Ces militants arrêtés dont Gloria Sengha, Stéphane Banze, Peter Bakajika, Cecilia Meta, Hervé Mulong, Billy Kayembe, Rudy Mbaya, Adonis Muamba, Jean-Luc Lokwa, Rose Kabala, Nestor Ndongo, Michel Pfele, Samuel Kalamba, Marvin Mbuyi, etc., précise le communiqué, ont été transférés et détenus au parquet de grande instance de Kalamu. « Nos amis ont été arrêtés le 1er novembre 2018 par la police au marché de Gambela, quand ils appelaient la population à ne pas répondre à une invitation politique pour cinq mille ou dix mille francs congolais », a expliqué le porte-parole de la Vici, Joseph Bayoko.

La voix de ces mouvements citoyens a également été portée par l’Association congolaise pour l’accès à la justice (Acaj) qui a demandé également la libération de ces activistes.
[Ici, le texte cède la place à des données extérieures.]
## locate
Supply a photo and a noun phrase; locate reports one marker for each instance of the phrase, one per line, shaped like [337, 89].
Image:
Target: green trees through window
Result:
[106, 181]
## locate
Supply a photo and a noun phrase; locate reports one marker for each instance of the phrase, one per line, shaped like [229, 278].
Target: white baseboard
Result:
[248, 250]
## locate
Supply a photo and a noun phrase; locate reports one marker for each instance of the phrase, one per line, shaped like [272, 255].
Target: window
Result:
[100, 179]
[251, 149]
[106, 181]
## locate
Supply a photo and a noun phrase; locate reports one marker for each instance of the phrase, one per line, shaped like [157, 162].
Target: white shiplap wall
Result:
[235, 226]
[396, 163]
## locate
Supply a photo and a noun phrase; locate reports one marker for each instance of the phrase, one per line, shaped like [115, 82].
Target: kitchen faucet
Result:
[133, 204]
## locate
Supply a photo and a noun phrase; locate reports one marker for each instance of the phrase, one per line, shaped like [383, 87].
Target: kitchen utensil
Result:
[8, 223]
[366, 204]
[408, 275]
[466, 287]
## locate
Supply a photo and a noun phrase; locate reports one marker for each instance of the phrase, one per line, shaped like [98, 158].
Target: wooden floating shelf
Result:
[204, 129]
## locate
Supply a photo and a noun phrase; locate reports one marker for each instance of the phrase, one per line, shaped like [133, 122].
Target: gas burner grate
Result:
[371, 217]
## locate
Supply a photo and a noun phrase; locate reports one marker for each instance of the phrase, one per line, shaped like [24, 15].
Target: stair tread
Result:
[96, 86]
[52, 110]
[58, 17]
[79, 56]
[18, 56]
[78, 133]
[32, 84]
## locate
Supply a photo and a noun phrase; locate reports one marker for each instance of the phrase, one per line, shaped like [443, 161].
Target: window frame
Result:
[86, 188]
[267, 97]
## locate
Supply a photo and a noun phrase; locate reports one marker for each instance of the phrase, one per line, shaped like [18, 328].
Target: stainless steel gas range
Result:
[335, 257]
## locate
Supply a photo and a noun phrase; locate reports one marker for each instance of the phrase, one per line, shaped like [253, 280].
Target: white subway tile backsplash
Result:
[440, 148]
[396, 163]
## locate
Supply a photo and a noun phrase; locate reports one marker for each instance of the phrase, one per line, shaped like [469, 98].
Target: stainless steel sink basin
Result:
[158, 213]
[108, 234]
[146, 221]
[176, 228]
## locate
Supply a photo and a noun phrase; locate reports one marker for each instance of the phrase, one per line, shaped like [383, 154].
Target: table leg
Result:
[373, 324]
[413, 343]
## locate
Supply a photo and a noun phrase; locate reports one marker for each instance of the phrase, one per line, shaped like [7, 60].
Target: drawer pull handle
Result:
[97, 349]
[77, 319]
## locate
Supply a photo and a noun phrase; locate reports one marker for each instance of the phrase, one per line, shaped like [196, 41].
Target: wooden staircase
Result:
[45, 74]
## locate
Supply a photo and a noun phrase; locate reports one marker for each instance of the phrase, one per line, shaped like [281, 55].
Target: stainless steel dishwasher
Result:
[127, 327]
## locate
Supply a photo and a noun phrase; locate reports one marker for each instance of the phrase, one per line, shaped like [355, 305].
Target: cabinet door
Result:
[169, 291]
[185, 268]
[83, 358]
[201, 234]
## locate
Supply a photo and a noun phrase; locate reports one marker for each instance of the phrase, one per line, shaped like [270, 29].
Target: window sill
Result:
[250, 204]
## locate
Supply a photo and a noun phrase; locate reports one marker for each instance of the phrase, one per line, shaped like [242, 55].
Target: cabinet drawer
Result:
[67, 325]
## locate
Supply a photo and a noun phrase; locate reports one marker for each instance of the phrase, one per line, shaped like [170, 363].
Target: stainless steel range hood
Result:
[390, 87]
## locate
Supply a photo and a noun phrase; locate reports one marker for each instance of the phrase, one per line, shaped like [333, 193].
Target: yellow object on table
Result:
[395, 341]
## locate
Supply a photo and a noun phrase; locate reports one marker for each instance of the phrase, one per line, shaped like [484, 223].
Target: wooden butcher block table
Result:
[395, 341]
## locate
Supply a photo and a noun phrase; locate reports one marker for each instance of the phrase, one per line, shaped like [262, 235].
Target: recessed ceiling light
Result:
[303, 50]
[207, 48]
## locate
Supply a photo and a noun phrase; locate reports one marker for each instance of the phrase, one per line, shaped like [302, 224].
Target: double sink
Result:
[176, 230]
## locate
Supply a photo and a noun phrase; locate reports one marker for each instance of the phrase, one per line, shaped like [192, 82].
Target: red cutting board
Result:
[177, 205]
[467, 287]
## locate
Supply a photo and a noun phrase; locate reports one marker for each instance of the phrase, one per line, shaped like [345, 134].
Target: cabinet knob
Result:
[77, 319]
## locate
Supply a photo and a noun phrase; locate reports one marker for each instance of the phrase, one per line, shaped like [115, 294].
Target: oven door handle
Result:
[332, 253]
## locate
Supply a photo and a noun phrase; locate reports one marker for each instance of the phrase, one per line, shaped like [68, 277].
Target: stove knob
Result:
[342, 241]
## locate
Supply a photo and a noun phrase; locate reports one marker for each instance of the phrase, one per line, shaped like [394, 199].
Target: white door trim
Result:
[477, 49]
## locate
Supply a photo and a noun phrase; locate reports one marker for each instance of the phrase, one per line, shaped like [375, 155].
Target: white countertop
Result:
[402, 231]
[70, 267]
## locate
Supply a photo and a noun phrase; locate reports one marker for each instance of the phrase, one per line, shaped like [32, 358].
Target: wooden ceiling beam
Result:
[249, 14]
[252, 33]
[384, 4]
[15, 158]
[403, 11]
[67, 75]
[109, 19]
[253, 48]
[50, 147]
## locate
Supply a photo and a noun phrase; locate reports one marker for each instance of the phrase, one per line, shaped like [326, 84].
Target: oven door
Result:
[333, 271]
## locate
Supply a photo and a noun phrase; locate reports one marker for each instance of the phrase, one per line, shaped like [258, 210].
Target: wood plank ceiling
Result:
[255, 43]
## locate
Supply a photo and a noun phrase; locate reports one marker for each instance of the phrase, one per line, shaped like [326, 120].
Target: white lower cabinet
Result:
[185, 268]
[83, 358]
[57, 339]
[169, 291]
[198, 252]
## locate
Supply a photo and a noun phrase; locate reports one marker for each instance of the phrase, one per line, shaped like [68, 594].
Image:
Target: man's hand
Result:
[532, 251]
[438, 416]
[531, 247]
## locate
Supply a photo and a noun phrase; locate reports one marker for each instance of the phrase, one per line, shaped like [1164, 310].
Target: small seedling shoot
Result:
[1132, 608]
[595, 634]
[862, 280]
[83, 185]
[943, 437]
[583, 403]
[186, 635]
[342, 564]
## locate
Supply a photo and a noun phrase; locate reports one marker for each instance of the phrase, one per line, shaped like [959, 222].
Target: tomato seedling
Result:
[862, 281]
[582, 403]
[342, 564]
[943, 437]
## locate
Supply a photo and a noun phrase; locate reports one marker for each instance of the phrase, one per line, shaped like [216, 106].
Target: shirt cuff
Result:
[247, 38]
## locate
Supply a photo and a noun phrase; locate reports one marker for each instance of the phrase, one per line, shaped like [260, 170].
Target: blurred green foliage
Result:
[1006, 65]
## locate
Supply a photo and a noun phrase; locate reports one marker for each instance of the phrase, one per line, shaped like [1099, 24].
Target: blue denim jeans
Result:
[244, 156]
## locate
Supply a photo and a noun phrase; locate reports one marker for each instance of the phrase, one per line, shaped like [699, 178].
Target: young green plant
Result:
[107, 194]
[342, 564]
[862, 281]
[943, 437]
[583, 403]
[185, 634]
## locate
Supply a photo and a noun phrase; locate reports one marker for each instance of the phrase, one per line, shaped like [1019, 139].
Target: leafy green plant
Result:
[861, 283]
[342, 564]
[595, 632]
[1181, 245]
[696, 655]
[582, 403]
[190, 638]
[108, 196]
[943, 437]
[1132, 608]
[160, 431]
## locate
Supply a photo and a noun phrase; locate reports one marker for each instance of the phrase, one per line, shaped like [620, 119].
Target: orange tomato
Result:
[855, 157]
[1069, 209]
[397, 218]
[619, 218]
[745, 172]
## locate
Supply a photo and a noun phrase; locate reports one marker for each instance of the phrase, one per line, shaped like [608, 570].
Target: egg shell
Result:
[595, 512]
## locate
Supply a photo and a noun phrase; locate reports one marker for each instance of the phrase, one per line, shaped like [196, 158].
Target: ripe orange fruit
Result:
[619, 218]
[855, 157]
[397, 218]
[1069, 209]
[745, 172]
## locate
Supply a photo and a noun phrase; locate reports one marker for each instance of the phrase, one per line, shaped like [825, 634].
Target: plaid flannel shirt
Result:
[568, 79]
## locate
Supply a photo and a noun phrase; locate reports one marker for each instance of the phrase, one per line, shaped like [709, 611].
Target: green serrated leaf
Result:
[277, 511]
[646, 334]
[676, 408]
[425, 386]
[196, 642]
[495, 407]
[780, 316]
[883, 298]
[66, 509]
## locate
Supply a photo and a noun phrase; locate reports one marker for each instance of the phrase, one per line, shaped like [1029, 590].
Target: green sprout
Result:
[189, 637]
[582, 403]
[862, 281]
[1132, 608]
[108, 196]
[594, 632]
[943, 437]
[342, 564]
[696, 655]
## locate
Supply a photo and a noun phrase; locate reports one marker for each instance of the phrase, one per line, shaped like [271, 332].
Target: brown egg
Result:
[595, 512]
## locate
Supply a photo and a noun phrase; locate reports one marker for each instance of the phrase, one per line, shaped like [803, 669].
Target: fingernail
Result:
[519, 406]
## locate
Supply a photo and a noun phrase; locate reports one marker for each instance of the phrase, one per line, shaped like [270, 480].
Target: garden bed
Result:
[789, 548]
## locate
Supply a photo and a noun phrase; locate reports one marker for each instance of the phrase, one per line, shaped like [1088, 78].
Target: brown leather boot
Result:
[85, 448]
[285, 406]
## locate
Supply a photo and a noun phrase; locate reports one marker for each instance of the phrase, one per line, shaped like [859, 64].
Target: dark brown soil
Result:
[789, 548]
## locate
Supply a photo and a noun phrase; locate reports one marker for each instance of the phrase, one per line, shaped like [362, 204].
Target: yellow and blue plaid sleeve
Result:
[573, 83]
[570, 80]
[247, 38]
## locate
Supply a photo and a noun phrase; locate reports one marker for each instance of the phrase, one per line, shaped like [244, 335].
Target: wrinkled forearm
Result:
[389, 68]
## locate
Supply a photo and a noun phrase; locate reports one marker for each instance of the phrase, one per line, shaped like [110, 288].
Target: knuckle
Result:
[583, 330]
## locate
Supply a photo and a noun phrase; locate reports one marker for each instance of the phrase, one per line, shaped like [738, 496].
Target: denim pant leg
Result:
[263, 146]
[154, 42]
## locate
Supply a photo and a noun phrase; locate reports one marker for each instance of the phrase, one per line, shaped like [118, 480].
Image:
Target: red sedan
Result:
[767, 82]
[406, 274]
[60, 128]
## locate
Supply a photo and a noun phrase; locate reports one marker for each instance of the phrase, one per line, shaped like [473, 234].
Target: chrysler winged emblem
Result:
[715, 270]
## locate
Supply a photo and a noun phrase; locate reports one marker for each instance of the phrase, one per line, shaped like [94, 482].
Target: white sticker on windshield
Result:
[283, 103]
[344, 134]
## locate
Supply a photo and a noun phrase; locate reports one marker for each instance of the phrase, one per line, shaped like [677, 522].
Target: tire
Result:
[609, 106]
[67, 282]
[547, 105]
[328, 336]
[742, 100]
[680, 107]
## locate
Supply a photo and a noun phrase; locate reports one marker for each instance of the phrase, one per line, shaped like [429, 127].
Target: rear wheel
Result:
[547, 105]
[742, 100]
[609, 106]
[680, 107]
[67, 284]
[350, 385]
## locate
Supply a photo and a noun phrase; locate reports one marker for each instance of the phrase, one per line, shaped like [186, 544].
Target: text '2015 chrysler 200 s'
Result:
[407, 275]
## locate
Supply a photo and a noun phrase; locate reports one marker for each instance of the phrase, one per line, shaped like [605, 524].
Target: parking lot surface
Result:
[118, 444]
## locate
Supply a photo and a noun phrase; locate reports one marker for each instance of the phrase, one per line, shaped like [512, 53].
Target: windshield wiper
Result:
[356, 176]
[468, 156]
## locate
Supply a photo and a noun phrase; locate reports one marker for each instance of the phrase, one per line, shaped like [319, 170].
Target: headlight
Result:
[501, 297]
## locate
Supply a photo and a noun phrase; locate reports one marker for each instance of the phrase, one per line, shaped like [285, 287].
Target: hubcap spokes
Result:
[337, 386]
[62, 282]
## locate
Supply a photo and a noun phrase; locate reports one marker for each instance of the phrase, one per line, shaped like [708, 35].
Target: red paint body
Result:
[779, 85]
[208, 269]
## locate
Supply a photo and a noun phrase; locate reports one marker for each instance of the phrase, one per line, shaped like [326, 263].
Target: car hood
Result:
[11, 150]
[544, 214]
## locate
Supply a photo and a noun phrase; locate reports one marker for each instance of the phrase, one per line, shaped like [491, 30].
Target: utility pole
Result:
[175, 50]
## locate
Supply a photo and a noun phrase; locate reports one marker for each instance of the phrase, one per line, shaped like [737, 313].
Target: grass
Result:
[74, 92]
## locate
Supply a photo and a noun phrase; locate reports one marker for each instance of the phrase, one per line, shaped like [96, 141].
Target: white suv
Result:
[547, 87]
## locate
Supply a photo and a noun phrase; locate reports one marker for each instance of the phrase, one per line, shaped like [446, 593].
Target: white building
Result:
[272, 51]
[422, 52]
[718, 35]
Cette association a signifié, en effet, qu'ils avaient été arrêtés par la police alors qu’ils sensibilisaient pacifiquement des citoyens au civisme et à la responsabilité dans une société démocratique.

La recrudescence des arrestations et enlèvements

Appelant à une action urgente, l'Acaj a décrié cette « culture des violations des droits de l’homme qui s’installe en RDC ». L’ONG de défense des droits de l’homme condamne cette recrudescence des arrestations et détentions arbitraires à l’approche des élections, alors que le gouvernement doit décrisper la situation politique conformément à l’Accord de la Saint-Sylvestre. Cette association a décrié aussi l’impunité dont jouissent les auteurs de ces violations des droits de l’homme. Une situation dénoncée aussi par l’opposition qui regrette que ses membres soient interpellés tous les jours, pour le seul fait de militer dans ses rangs. Le Mouvement de libération du Congo (MLC), par exemple, a déploré, dans un document, l’insécurité qui contraint certains de ses membres à la clandestinité alors que la candidature à la présidence de la République de son président, le sénateur Jean-Pierre Bemba, a été rejetée, aussi bien par la Commission électorale nationale indépendante que par la Cour constitutionnelle. Parmi ses cadres qui retrouvent dans cette situation, le MLC cite dans son document sa conseillère à la mobilisation et implantation, Nasha Mateko Luyindula.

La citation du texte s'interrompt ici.